Samedi matin, le temps était idéal pour installer le nouveau pont de 62 mètres qui va relier la N90 à la rue Georges Tourneur à Marchienne-au-Pont (Charleroi). Peu de vent, un ciel dégagé. Tout aurait dû commencer à 8 heures du matin mais un peu de retard a dû être pris pour assurer la préparation des deux énormes grues. Finalement, on apprenait vers 16 heures que le pont ne serait pas posé ce samedi, mais dimanche ou le week-end prochain, suite à un problème technique.

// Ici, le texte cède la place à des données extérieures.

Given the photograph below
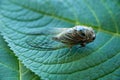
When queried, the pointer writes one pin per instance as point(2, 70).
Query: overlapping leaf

Il faut dire qu'avec ses 350 tonnes, le pont métallique - ce gris est sa couleur définitive - n'est pas une mince affaire à déplacer. D'abord, il faut le soulever et le placer à moitié en l'air avec une des grues, puis dans un second temps venir accrocher la deuxième grue pour poser la structure sur ses appuis. "Et encore, le poids final sera bien plus important, puisqu'il faudra encore couler une dalle de béton armé dans le pont une fois qu'il sera posé, pour l'instant il n'y a que les bardages métalliques. Et enfin il faudra une couche de tarmac", nous précise sur place un des employés de BAM-Galère, l'entreprise néerlandaise qui s'occupe du pont. 

© van Kasteel

Construit à Andenne, le pont a été dessiné par le SPW avant d'être amené en pièces détachées, monté sur place. C'est la société tournaisienne Dufour qui s'occupe d'installer l'énorme structure métallique, avec ses deux grues démesurées. "Les grutiers sont des vrais pros", confie un ouvrier. "On est tout de même sur un millimétrage précis pour installer un ouvrage de ce poids. Le moindre mouvement peut créer un effet de balancier, qui pourrait être désastreux. Ce sont des hommes qui ont l'habitude de bosser ensemble, et ils sont en contact radio continu pour se coordonner."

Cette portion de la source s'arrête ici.